You get my drift: It is newbies in data science and programming (often 40-and 50-year-olds) leading novices (20- and 30-year-olds) to the slaughter. Might contribute to some lack of replicability ;-)
And it has been this way in the majority of academic labs since I started using CPM on an Apple 2 in 1980 at UC Davis in an electrophysiology lab in Psychology, to the first Macs I set up at Yale in a developmental neurobiology lab in 1984, and up to the point at which I set up my own lab in neurogenetics at the University of Tennessee with a pair of Mac IIs in 1989 and $150,000 in set-up funds, just enough for me to hire one very inexperience technician to help me do everything.
So in this context I hope all of you can appreciate that ANY help in bringing some real data science into mom-and-pop laboratories would be a huge huge boon.
And please god, let it be FOSS.
I also think there are unanswered questions about reliability, cost (dollar and energy), and AI business models; I don't think OpenAI can burn $2+ to make a dollar forever.
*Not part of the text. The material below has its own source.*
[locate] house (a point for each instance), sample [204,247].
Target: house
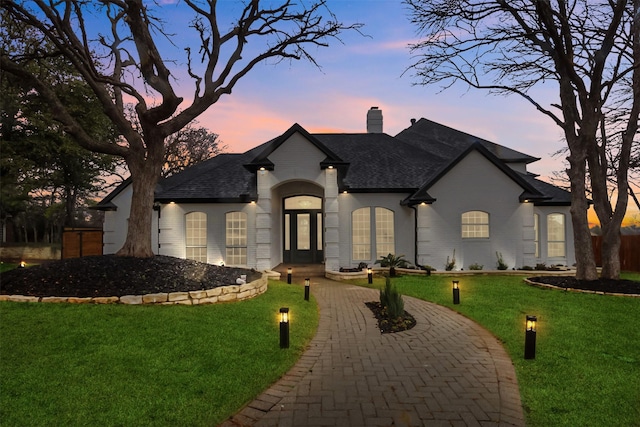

There's so much that goes into ensuring the reliability, scalability and monitoring of production ready data pipelines. Not to mention the integration work for each use case. An LLM will give you short term wins at the cost of long term reliability - which is exactly why we already have DE teams to support DA and DS roles.
I agree. There is a lot of data people want that isn't made because of labor costs. Not just in quantity, but difficulty. If you can only afford to hire one analyst, and the analyst's time is only spent on cleaning data and generating basic sums, then that's all you'll get. But if the analyst can save a lot of time with LLMs, they'll have time to handle more complicated statistics using those counts like forecasts or other models.
What is the intoxication that assumes the engineering disciplines are now suddenly auto-automatable ?
I’m not trying to move the goal post here, but LLMs haven’t replaced a single headcount. In fact, it’s only been helping our business so far.